Phoenix Business Solutions is launching a new cybersecurity, compliance and information governance (CCIG) division to advise and train firms on how best to protect and gain value from their data.
The London-headquartered company, which is known for its work in the global enterprise content management sector as a key iManage partner, is in the process of hiring a dedicated cyber team and will shortly announce a number of new partnerships with cybersecurity vendors.
The CCIG division will offer clients a range of cyber security and information governance solutions and services, including behavioural analytics; compliance and policy management; threat identification, security information and event management; and consultancy and security awareness training.
Speaking to Legal IT Insider, Jason Petrucci, who took over as CEO of Phoenix in February, said: “Part of our strategy is to do more for our clients. Historically we have focussed on content: where it lives, how it is managed and predominantly around the iManage suite. But the strategic challenges that law firms have been trying to overcome have largely been achieved – they’ve taken unstructured content and data and got it under control.
“The key now is helping them to become aware of the risk of what they have. Law firms hold stuff they shouldn’t hold; they don’t always know what data they have got or where it should live. Our goal is to help them deal with the security aspect.”
He adds: “We’re not intending to become a hardware reseller but we’re identifying strategic pieces of technology that address security and compliance issues.
“With regard to GDPR, we’re the custodians of data within law firms and GDPR presents serious risks. There are challenges that firms are still not able to address because they don’t have the right process in place. We’re identifying solutions that help them address that.”
Phoenix will be looking at security solutions around ransomware and Petrucci said: “The Association of Corporate Counsel have been very specific in terms of what security law firms should have in place to provide legal services but hundreds are not nearly ready to meet that assurance.”

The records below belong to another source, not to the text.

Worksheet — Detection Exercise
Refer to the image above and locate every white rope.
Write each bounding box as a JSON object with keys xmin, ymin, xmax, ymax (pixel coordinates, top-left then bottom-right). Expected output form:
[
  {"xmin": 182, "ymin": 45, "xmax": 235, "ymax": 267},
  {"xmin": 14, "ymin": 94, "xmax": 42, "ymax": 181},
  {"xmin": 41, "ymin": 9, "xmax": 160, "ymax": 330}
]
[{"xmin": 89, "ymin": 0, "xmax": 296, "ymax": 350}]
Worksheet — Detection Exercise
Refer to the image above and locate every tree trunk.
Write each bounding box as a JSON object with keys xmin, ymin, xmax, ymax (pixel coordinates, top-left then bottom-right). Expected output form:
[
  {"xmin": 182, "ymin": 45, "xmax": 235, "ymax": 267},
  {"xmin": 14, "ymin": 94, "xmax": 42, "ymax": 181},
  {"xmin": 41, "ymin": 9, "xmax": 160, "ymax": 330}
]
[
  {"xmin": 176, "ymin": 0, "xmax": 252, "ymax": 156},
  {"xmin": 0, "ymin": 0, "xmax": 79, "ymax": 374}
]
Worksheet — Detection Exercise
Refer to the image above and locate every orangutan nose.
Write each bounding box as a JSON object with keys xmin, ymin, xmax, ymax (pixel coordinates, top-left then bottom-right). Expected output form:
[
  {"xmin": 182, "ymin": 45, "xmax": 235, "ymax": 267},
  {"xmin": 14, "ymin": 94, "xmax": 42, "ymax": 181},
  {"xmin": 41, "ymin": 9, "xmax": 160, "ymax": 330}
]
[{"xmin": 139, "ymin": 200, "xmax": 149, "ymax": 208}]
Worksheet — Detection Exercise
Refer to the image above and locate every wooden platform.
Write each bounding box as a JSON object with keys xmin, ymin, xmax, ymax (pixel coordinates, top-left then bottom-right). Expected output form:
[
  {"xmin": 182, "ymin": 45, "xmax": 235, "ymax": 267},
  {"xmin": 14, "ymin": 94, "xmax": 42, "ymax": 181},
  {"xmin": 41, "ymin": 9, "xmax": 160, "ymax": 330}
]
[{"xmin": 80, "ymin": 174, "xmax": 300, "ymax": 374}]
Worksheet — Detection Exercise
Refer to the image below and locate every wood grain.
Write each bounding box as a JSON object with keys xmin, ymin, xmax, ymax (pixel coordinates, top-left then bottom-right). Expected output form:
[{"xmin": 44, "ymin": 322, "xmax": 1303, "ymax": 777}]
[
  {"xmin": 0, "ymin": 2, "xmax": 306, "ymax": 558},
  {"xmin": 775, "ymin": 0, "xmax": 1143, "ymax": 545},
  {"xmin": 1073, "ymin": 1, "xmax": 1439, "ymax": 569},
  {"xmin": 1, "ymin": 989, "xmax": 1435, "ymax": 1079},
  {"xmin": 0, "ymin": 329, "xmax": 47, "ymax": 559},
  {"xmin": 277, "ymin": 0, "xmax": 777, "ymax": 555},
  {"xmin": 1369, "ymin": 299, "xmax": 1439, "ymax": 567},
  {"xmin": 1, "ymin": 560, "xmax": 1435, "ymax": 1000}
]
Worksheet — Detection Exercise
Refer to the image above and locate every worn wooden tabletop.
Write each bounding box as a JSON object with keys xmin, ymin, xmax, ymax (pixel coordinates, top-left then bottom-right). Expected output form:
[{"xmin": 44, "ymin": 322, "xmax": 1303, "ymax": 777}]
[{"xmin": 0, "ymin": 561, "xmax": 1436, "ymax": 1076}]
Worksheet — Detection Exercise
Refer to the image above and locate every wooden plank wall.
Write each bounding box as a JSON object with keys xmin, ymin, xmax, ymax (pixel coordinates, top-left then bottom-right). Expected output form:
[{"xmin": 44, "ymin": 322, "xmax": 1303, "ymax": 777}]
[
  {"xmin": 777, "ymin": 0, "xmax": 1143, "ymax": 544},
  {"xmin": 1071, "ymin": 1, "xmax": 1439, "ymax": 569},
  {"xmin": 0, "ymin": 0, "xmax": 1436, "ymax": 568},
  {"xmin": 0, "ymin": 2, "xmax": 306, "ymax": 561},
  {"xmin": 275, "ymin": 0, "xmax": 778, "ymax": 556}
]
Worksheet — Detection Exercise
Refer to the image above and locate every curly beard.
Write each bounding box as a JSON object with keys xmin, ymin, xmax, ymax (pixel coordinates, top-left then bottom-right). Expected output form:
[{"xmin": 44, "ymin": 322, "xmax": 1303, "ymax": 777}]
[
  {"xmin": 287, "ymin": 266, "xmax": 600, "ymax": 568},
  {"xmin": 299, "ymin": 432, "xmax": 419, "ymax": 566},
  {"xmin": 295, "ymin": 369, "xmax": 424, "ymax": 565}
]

Longer term, Phoenix is hoping to offer a managed service to deal with security incidents on firms’ behalf. Petrucci says: “Our challenge is that there is perception that we are the ECM guys and the iManage guys but this is a natural, progressive step. CIOs now have a pretty decent platform and we look after that and do their upgrades. The bigger challenge for them is their clients bashing the door down saying ‘how can you prove my data and matters are secure and we’re not going to have another Panama Papers moment?’ It’s not a tech issue, it’s a business, boardroom issue and law firms need to understand that.”